Its 2005 highlights include a soaring stock price, enhanced e-mail, video and mapping services, and explosive online-advertising growth, but Google Inc. is not quite the giant many people think, technology analysts said.

“Hype makes it very difficult for people to understand markets,” said Susan Feldman, research vice president for content technologies at IDC in Framingham, Mass. “Google is not Microsoft, at least not yet.”

AOL, based in Sterling, Va., is Google’s biggest customer, accounting for nearly 10 percent of its revenue.

Enhancing an existing three-year relationship by continuing to power AOL’s searches and reportedly agreeing to buy a 5 percent stake — valued at $1 billion — in the Time Warner Inc.-owned company made sense, especially because Microsoft was attempting to form its own exclusive agreement with AOL, analysts said.

“I’m not surprised that Google upped the stakes by making an investment in AOL — what’s amazing to me is they thought it was worth $1 billion,” Charlene Li, principal analyst at Forrester Research Inc., wrote in a blog entry responding to the proposed deal.

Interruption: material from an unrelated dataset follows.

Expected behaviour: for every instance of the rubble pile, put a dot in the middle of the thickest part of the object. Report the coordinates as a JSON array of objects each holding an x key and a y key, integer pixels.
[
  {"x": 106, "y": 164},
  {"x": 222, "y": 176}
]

“I think losing AOL wasn’t so much a financial issue as it was one of ego — there was no way Google was going to let Microsoft beat it at anything as high-profile as a major partnership.”

Todd Chanko, an analyst for JupiterResearch in New York City, said people often think Google is bigger than it really is.

“People need to remember that if AOL were a stand-alone company, it would be two to three times the size of Google” in terms of revenue, he said. “Google is growing faster than AOL, but AOL is still bigger.”

The deal merely strengthens Google’s ties to Time Warner, which invested $22 million in Google stock after the company’s initial public offering last year that resulted in a $1 billion windfall, Mr. Chanko said.

Representatives from AOL and Google have refused to discuss the deal, which Time Warner’s board is expected to approve today. The agreement reportedly includes the Mountain View, Calif., company highlighting AOL services as sponsored links and integrating AOL’s video clips into the Google Video service.

“We believe 2006 is going to be the year of video over the Web,” said Allen Weiner, research director at Gartner Inc. “AOL is providing a venue for ads and Google is positioned to take advantage of that, and that’s going to be huge.”

The enhanced partnership will not place Google ahead of Yahoo Inc. as the premier search-portal media company, but does raise questions about Microsoft’s status in those markets, Mr. Weiner said.

“The future of MSN to me is a big question mark,” he said.

Adam Sohn, a Microsoft spokesman, said the Redmond, Wash., company would like to surpass Google and Yahoo to become the world’s most popular search engine, but noted that the MSN search tool is less than a year old and still being revised to compete in the “built-from-the-ground-up search engine wars.”

Microsoft remains interested in partnerships that could make its search and online ad offerings more relevant and will continue to invest in those areas, Mr. Sohn said.

Google’s year has resulted in some miscues. The company’s plan to digitize books has resulted in lawsuits from the Association of American Publishers and the Authors Guild, and Google still trails Microsoft and others in its e-mail and instant-messaging services, analysts said.

“They need to learn how to play nice with a range of constituencies,” Mr. Chanko said.

Google stock was trading at more than $446 per share yesterday , but closed down more than $5 to $424.60 on the Nasdaq Stock Market.